Aux yeux du gouvernement français, l'intervention militaire contre le régime syrien est le seul moyen de le forcer à négocier son départ. C'est aussi la seule façon de prévenir d'autres attaques chimiques, et d'empêcher l'opposition syrienne de glisser davantage dans les bras des extrémistes.

Aux yeux des principaux partis d'opposition, une opération sans l'appui de l'Organisation des Nations unies (ONU) et sans vision claire pour la suite des choses serait illégitime, isolerait la France et risquerait d'entraîner la Syrie dans une spirale meurtrière, comme celle qui a emporté l'Irak.

Ces deux visions se sont confrontées, hier, alors que députés et sénateurs français débattaient de l'opportunité de déclencher des frappes militaires contre la Syrie. Un débat consultatif qui n'a pas donné lieu à un vote.

Après avoir dénoncé le «plus massif et le plus terrifiant usage de l'arme chimique de ce début de siècle», le premier ministre Jean-Marc Ayrault a défendu une intervention militaire «ferme, proportionnée et ponctuelle» visant non pas à renverser le régime, mais à donner un «coup d'arrêt» pour amener le président Bachar al-Assad à négocier.

«Où sont nos alliés? Où est la résolution de l'ONU?» a rétorqué Christian Jacob, leader du principal parti d'opposition, l'Union pour un mouvement populaire (UMP).

À défaut d'un rapport clair sur l'attaque du 21 août et d'un feu vert de l'ONU, il réclame que la participation de la France à une guerre contre le régime syrien soit soumise à un vote parlementaire. Les autres partis d'opposition appellent également à un vote. Le président François Hollande n'y est pas tenu, mais rien non plus ne l'interdit. Et il n'a pas exclu de soumettre la question au Parlement ultérieurement.

L'action est plus dangereuse que l'inaction. L'inaction ouvre la porte à des abominations. Résumé à sa plus simple expression, le débat français se ramène à ces deux postulats. Des intellectuels comme Jean-Pierre Filiu, spécialiste du Moyen-Orient qui rentre d'un séjour à Alep, et le philosophe Bernard-Henri Lévy appuient une intervention. Mais des voix fortes, comme celle de l'ancien premier ministre Dominique de Villepin, qui avait refusé de participer à la guerre contre Saddam Hussein, plaident en faveur de la prudence.

«Devons-nous y aller pour des raisons intérieures américaines? Pour montrer nos muscles et donner une leçon à l'Iran? Ou pour le peuple syrien?», demande-t-il dans une entrevue à la BBC.

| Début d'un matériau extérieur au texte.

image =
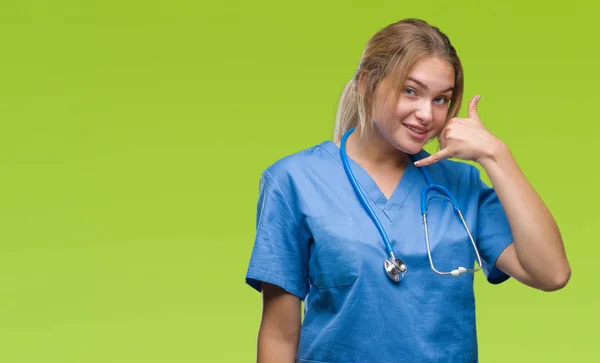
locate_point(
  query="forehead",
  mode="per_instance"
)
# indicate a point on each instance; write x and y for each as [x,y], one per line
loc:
[434,73]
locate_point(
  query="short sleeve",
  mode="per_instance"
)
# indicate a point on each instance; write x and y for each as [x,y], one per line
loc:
[494,233]
[279,255]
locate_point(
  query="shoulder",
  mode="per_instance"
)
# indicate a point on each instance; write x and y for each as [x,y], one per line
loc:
[285,170]
[457,173]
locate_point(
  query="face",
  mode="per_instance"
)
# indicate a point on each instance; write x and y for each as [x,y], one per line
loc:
[417,115]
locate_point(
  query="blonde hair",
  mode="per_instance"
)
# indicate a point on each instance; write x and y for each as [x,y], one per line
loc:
[389,55]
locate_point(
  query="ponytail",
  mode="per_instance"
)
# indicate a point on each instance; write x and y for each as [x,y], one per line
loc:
[347,115]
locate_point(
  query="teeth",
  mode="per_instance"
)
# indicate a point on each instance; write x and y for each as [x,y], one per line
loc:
[415,130]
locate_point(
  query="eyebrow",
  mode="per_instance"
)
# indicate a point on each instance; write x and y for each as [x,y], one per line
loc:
[423,85]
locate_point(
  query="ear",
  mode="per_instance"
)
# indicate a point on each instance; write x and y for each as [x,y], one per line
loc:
[361,82]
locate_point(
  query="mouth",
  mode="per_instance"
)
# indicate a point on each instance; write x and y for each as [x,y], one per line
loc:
[416,131]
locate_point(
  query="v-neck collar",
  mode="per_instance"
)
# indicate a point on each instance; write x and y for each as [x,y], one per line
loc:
[389,206]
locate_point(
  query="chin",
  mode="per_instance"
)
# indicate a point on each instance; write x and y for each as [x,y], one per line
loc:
[410,146]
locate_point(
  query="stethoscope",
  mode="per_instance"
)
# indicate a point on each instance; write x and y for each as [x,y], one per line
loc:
[396,267]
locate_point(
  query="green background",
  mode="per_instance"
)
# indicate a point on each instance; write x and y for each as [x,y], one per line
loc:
[133,134]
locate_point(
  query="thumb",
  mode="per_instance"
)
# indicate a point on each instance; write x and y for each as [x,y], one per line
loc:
[433,158]
[473,107]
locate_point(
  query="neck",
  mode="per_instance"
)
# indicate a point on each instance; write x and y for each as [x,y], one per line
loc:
[374,151]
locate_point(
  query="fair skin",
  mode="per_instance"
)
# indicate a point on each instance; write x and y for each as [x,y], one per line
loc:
[536,258]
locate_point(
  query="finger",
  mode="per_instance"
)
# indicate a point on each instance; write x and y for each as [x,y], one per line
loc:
[473,107]
[433,158]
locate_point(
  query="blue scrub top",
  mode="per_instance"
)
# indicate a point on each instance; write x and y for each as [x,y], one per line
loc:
[315,240]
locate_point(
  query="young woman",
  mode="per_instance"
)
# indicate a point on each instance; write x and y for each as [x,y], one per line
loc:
[383,262]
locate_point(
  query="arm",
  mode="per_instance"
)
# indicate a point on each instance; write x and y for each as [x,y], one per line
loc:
[280,326]
[537,257]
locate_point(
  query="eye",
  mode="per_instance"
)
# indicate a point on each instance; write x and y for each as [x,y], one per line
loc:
[441,100]
[409,91]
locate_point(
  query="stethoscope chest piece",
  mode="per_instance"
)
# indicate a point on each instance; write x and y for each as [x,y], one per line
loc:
[395,268]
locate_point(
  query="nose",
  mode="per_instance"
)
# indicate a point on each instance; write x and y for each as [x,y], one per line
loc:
[424,112]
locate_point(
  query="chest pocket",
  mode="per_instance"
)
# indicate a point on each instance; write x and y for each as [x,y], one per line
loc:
[333,260]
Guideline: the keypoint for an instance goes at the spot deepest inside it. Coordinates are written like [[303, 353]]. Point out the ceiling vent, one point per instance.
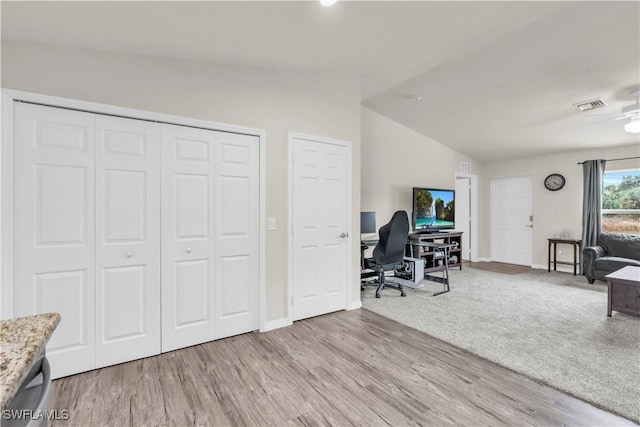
[[590, 105]]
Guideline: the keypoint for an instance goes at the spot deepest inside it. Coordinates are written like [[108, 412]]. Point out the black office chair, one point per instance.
[[389, 252]]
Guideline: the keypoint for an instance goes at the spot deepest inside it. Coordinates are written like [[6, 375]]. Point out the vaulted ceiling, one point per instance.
[[496, 80]]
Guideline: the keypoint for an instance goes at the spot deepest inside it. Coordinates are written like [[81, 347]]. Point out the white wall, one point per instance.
[[553, 211], [395, 159], [275, 101]]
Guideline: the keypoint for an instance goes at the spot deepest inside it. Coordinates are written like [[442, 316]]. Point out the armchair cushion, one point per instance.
[[620, 245], [613, 252], [613, 263]]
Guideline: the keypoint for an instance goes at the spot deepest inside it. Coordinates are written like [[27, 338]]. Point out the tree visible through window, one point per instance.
[[621, 201]]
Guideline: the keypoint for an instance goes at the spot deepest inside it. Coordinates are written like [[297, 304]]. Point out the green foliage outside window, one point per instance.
[[622, 194]]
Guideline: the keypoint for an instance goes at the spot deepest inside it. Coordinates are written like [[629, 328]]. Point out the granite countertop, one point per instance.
[[21, 340]]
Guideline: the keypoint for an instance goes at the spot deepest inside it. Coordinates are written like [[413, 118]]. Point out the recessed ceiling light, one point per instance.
[[633, 126]]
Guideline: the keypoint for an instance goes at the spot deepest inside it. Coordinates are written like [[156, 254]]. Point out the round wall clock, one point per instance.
[[554, 182]]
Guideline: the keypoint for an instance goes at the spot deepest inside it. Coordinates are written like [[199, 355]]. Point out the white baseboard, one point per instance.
[[270, 325], [560, 268], [354, 305]]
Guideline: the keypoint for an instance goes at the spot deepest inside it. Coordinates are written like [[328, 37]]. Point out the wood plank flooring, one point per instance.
[[346, 368]]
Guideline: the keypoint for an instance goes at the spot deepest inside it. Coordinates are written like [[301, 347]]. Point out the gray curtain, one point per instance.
[[593, 170]]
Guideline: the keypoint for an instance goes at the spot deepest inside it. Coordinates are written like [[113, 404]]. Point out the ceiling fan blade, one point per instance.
[[596, 123]]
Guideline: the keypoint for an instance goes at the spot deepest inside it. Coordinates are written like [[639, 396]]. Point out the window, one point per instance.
[[621, 201]]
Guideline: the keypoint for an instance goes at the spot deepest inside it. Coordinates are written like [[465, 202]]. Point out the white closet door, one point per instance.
[[237, 207], [127, 239], [187, 237], [54, 228]]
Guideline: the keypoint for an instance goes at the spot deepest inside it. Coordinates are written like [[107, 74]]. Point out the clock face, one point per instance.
[[554, 182]]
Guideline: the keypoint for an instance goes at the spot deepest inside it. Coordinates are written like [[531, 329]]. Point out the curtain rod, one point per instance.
[[614, 160]]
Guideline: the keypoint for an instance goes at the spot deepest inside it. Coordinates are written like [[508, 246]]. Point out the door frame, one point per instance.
[[473, 214], [323, 140], [492, 198], [6, 177]]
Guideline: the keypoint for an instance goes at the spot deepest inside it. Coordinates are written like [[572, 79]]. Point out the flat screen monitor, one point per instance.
[[367, 222], [433, 209]]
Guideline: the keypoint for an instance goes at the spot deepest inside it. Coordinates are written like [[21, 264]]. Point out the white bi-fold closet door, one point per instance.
[[208, 236], [144, 236]]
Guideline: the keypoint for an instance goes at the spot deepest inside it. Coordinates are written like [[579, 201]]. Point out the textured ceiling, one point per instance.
[[497, 79]]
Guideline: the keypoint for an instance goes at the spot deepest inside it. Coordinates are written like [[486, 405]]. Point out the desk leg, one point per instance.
[[446, 270], [609, 298]]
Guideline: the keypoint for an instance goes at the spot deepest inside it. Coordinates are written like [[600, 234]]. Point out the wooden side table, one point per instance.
[[576, 248]]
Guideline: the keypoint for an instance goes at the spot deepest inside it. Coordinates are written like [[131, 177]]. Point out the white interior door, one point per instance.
[[187, 236], [320, 207], [237, 227], [511, 220], [463, 214], [54, 214], [127, 239]]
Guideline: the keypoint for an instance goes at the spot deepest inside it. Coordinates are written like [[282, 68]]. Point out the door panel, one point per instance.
[[187, 237], [320, 205], [127, 239], [237, 195], [53, 250], [511, 225]]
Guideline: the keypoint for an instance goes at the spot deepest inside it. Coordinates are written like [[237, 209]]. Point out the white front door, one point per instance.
[[53, 252], [463, 214], [127, 239], [320, 208], [511, 220], [187, 237]]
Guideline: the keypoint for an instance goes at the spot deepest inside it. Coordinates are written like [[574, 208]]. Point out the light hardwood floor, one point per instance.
[[346, 368]]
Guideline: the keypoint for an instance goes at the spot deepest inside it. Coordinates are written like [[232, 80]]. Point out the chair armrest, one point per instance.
[[591, 253]]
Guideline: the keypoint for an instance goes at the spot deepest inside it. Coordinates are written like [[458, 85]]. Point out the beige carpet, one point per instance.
[[551, 327]]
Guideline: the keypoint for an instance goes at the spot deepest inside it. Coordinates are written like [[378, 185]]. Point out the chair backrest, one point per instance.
[[393, 240]]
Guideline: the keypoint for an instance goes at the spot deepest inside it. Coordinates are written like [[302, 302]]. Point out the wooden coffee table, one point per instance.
[[624, 291]]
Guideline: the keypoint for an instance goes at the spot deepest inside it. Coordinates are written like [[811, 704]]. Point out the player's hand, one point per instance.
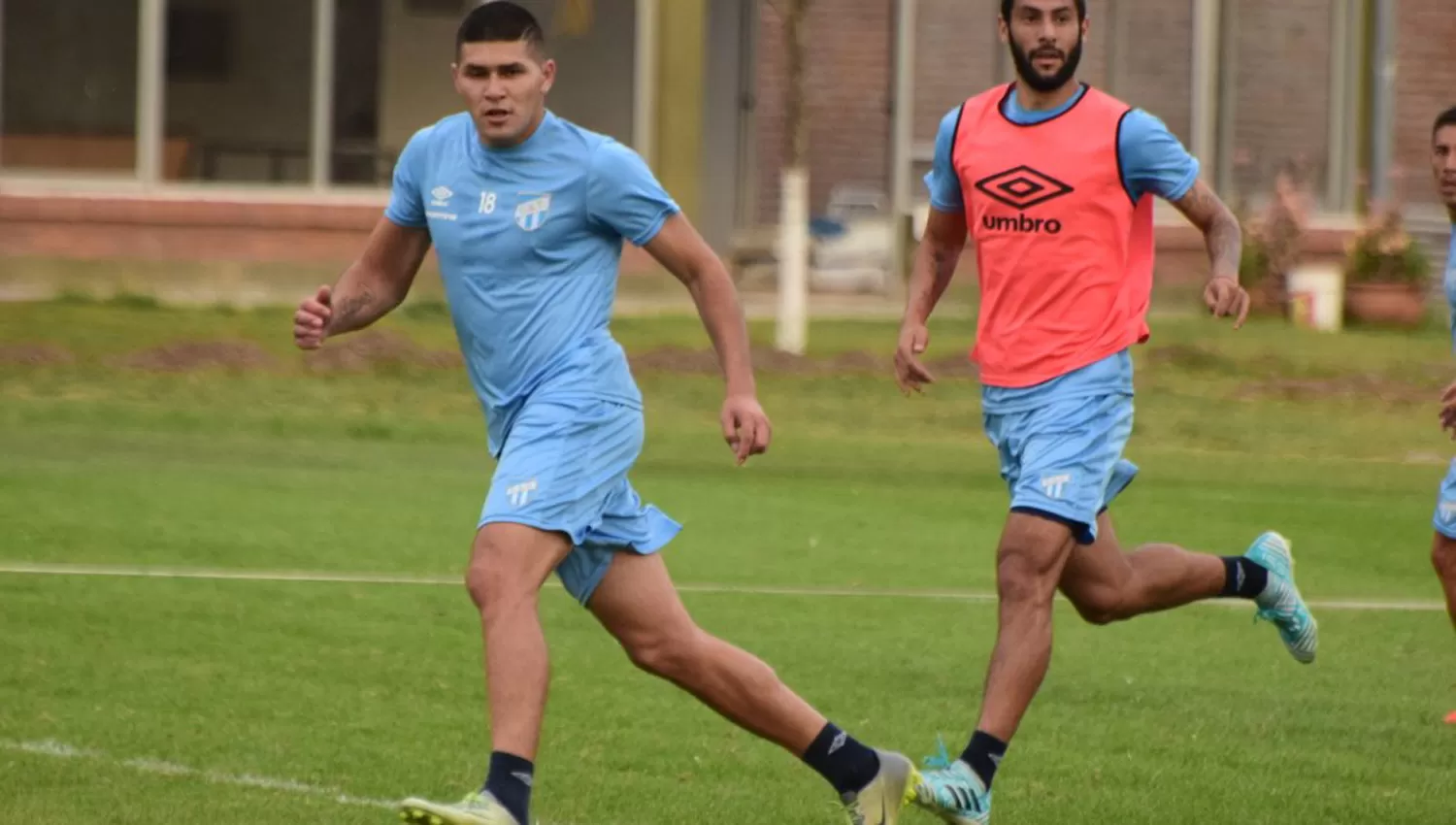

Selon lui, on ne peut pas traiter un seul aspect du conflit syrien - l'attaque chimique - en oubliant tous les autres, dont la menace d'une guerre religieuse enflammant toute la région.

L'opinion publique française, elle, s'oppose à l'engagement militaire de la France en Syrie.

Selon un récent sondage, 59% des Français rejettent cette option. Un rejet qui se maintient malgré l'horreur des attaques du 21 août.

Cette réticence tient beaucoup à la confusion qui entoure une telle opération, dit Frédéric Dabi, directeur de l'institut IFOP, qui a réalisé ce sondage. «En Libye, c'était simple, on allait se battre contre le méchant Kadhafi. Au Mali, il y avait l'épouvantail d'Al-Qaïda. Mais en Syrie, qui sont les gentils? Qui sont les méchants? Ce n'est pas clair.»

Mais ça, c'est ce que les Français pensent aujourd'hui. Selon Frédéric Dabi, les «sursauts patriotiques» sont fréquents, dès que la France part en guerre.

Un précédent

La Constitution française permet au président de déclencher une opération militaire sans consulter le Parlement, à la condition de l'informer au plus tard trois jours après le début de l'intervention. Ce n'est que si celle-ci se prolonge au-delà de quatre mois que les députés sont appelés à voter sur l'opportunité de poursuivre l'opération. Unique exception: en 1991, l'Assemblée nationale et le Sénat ont massivement appuyé la participation de la France à la première guerre du Golfe.